Etre le premier à élever la voix, à faire des déclarations… Comme pour la crise avec la Russie en Géorgie : il n’a rien dit et a laissé faire les chefs d’Etat et de gouvernement. Cela me semble scandaleux. Il se demande à quoi bon proposer quelque chose, si les Etats membres vont l’accepter, mais il aurait du se lancer et assumer que nous étions à l’heure de l’Europe. Nous avons en revanche profité de l’énergie de Nicolas Sarkozy, à la présidence tournante, au travers ces deux crises. Il a rempli le vide laissé par Barroso.

Vous soutiendrez Barroso pour un deuxième mandat à la tête de la Commission ?

Nous n’avons personne à proposer comme candidat alternatif, car dans nos rangs, les candidats potentiels ne se sont pas encore prononcés. Personnellement, je suis très déçue par Barroso. Il semble que les réunions de la Commission européenne sont tout sauf dynamiques.

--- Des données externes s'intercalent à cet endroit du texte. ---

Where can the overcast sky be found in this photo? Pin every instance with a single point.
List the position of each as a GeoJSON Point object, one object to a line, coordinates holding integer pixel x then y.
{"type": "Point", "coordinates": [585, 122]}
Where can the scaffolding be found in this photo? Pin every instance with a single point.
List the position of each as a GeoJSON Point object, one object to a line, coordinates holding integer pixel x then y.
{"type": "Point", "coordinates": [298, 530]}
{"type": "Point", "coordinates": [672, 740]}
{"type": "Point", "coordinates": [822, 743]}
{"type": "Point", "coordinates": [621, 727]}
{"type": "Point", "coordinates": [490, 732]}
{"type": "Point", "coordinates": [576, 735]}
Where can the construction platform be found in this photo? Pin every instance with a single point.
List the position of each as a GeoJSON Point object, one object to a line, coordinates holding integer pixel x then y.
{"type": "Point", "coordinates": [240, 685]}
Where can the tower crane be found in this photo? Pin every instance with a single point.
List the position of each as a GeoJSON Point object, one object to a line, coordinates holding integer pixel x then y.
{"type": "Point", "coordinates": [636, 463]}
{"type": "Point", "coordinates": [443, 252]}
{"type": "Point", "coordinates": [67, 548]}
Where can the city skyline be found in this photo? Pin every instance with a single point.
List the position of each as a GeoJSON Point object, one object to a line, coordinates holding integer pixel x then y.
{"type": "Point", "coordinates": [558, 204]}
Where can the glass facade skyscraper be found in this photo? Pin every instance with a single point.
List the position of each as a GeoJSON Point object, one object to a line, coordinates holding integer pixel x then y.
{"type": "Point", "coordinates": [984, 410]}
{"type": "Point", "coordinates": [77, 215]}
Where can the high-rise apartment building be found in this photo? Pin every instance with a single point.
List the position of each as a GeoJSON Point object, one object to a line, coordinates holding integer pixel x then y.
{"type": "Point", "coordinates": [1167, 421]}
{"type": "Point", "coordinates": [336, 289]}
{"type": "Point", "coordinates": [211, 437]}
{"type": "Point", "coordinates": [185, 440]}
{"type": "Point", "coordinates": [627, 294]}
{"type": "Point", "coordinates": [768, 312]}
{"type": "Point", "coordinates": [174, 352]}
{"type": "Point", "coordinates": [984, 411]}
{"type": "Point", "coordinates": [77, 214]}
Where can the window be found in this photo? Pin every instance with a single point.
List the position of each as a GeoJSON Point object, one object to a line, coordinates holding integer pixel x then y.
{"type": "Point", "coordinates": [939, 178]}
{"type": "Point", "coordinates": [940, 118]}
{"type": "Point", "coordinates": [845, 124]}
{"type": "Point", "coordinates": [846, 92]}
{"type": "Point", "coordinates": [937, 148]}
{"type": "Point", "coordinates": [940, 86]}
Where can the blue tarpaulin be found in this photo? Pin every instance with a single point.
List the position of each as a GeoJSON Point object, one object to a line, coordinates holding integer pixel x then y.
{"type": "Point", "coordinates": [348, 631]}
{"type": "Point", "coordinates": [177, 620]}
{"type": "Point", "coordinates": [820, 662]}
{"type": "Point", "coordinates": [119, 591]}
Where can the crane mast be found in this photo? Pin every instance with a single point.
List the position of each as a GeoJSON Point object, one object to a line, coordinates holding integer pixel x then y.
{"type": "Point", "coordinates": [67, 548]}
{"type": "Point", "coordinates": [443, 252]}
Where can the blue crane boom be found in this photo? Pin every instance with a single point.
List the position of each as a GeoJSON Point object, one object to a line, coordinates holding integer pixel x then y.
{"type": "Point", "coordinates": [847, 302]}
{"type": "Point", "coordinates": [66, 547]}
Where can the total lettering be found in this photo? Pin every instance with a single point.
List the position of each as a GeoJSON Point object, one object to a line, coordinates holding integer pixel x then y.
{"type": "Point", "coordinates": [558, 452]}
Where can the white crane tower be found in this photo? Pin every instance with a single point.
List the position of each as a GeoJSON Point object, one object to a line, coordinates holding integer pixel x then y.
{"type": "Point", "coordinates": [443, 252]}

Lui, être président de la Commission, cela lui suffit ! Ceci dit, il est entouré de très bons commissaires : Meglena Kuneva, Louis Michel, Neelie Kroes…

Vous donnez tellement d’importance à la lutte contre le changement climatique que vous empiétez sur les sujets typiques d’autres groupes comme Les Verts…

Mais vous voyez, en Scandinavie, les Libéraux qui gouvernent sont très engagés pour l’écologie. Et puis nous sommes vraiment au centre du spectre politique. Pour ces raisons, je crois que nous pourrons peut-être maintenir les 102 députés.